# spray on wax??



## mun_jai (May 15, 2014)

Hey guys! Was just wondering if anyone knows of any good spray on wax that can give a slight beading affect???


----------



## ross_cj250 (Mar 1, 2008)

Autoglym Aqua Wax, readily available and not too expensive.

HTH

Regards
Ross


----------



## Smoothie (Feb 10, 2010)

I've used the Werkstatt stuff for about 7 years on various cars. I used the Acrylic JETT which is the wax only - but as you'll see you can get kits which comprise of a polish/cleaner and the gloss detailing spray.

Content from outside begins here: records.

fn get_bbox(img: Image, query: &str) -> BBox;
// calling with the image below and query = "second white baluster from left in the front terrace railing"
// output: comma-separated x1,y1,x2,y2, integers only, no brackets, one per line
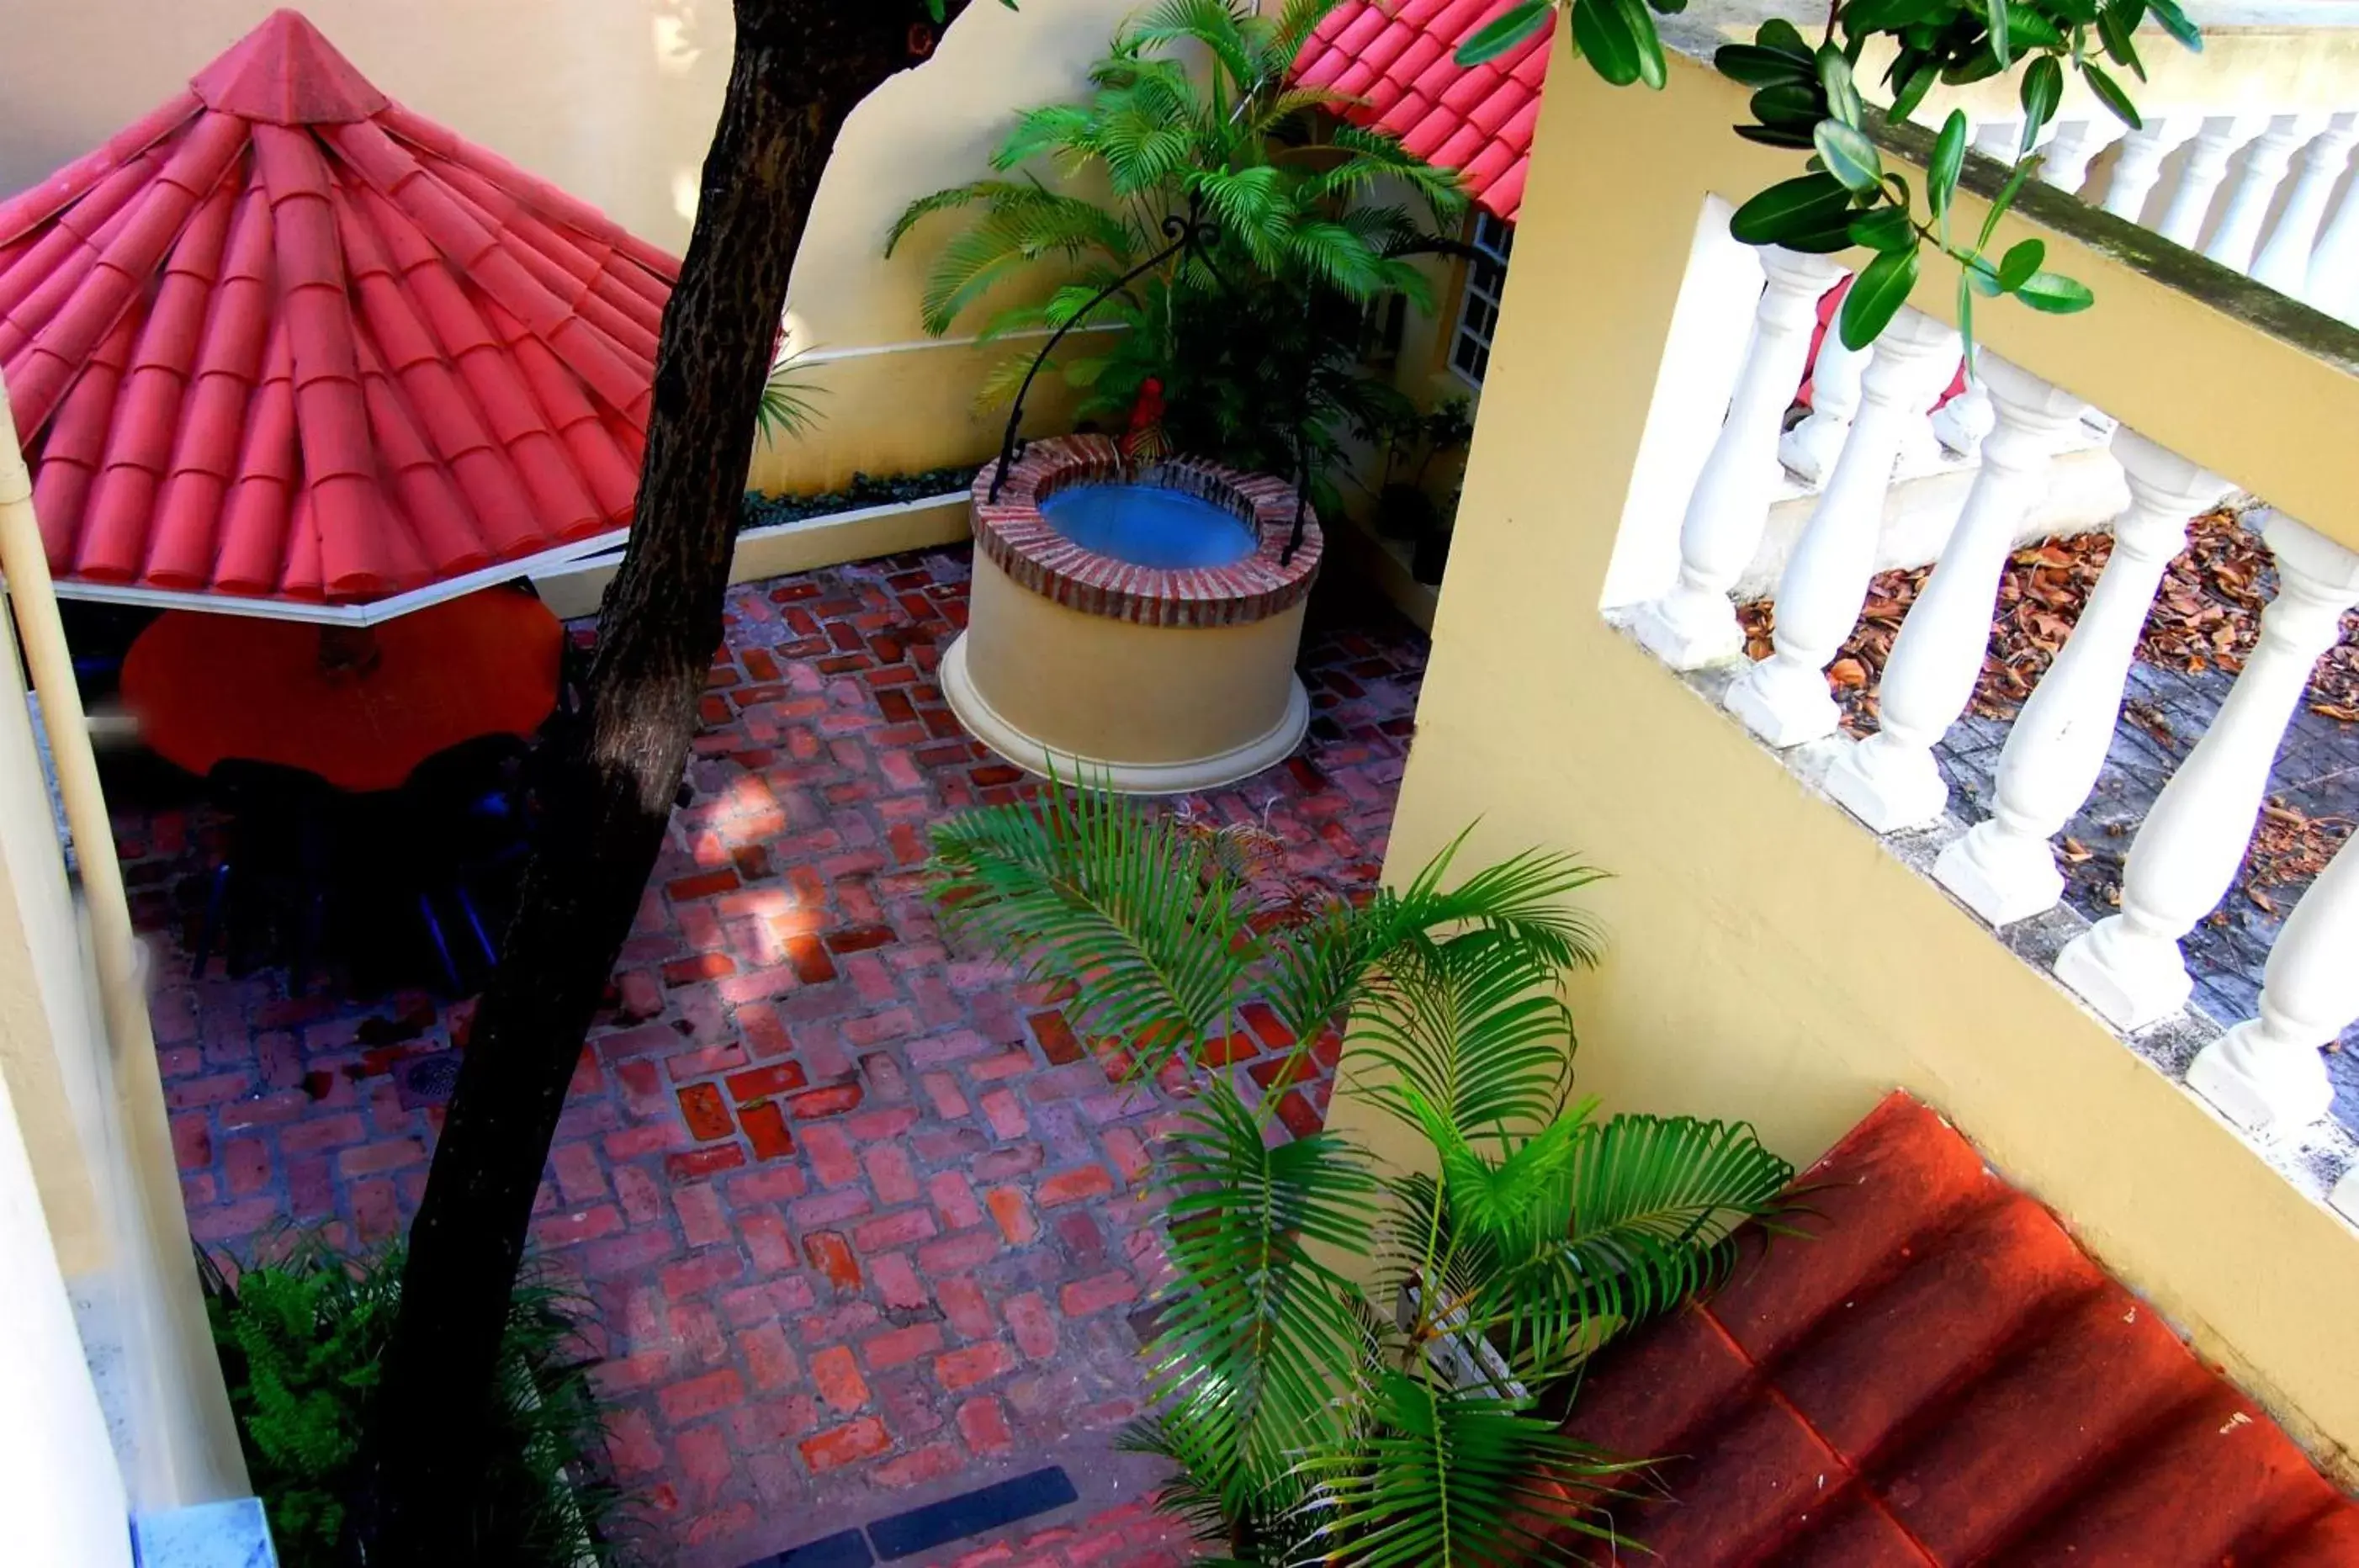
1727,309,1958,748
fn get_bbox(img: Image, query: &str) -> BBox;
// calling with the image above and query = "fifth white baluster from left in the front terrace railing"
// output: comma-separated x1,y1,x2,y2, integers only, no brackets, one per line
2057,514,2359,1030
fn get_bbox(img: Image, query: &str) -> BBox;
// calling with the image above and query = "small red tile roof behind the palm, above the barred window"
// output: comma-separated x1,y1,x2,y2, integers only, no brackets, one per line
1295,0,1555,221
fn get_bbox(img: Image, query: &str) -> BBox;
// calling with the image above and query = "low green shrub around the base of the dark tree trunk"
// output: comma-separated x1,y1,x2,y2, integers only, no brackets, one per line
200,1238,618,1568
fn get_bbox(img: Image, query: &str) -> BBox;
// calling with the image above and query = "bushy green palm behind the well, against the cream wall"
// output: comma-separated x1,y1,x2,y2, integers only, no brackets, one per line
885,0,1462,504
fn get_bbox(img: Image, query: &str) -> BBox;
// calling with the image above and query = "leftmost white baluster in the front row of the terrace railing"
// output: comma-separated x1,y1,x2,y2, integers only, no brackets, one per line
1630,246,1842,670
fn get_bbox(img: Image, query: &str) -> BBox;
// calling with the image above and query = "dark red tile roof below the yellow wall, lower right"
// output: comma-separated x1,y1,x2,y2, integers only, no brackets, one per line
1569,1094,2359,1568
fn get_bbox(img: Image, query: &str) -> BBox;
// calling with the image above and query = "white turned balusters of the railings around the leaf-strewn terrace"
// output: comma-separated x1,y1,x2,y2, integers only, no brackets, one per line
1630,140,2359,1155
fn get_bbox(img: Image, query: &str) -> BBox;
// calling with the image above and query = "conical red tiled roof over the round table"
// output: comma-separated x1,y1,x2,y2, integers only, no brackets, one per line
0,12,680,604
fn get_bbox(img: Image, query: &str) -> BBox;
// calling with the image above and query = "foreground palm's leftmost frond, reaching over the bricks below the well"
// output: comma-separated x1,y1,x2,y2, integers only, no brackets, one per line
932,785,1250,1066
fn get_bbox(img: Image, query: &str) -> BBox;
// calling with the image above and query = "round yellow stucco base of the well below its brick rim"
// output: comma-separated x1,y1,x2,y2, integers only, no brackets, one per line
941,552,1312,795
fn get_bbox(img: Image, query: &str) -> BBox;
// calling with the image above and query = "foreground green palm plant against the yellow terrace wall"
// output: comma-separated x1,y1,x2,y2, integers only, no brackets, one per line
934,787,1793,1568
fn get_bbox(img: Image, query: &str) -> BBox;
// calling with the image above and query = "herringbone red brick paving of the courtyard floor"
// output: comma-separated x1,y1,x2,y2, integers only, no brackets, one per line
118,552,1425,1565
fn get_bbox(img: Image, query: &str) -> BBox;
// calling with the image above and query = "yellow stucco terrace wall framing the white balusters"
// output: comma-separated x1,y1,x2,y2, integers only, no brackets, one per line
1335,36,2359,1465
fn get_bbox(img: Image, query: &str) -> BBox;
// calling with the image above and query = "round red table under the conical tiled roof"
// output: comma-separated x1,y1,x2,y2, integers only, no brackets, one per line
123,590,566,792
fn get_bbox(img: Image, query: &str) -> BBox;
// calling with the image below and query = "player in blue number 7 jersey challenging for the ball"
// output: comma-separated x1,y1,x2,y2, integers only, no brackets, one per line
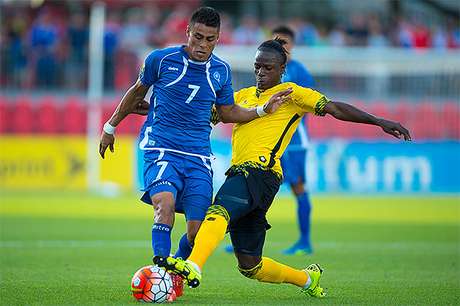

Read the descriptions because the Acrylic is better for metallic cars and the Carnauba is for solid paints


----------



## TT-driver (Sep 14, 2010)

meguiars ultimate quik detailer does really well in the beading department 










Easy on, easy off.


----------



## J55TTC (Apr 25, 2005)

Meguiars ultimate quick wax. This is about 3 weeks after application


----------



## peter555 (Nov 16, 2013)

Another maguires fan here 8)


----------



## sico (Feb 6, 2003)

Meguires +1


----------



## Shug750S (Feb 6, 2012)

ross_cj250 said:


> Autoglym Aqua Wax, readily available and not too expensive.
> 
> HTH
> 
> ...


+1 on Aquawax, good value especially when halfrauds are doing 3 for 2, plus smells great.


----------



## paul4281 (Jan 25, 2010)

What he said ^

Sent from my iPad using Tapatalk, without any adverts.....


----------



## J55TTC (Apr 25, 2005)

I have both but haven't tried the ag aqua wax yet. According to ag it has a decent carnauba content so once this rain finishes I'll give it a go


----------



## nicksttv6 (Aug 25, 2011)

one word WOW!

http://www.cleanyourcar.co.uk/detailing ... _1178.html

nick


----------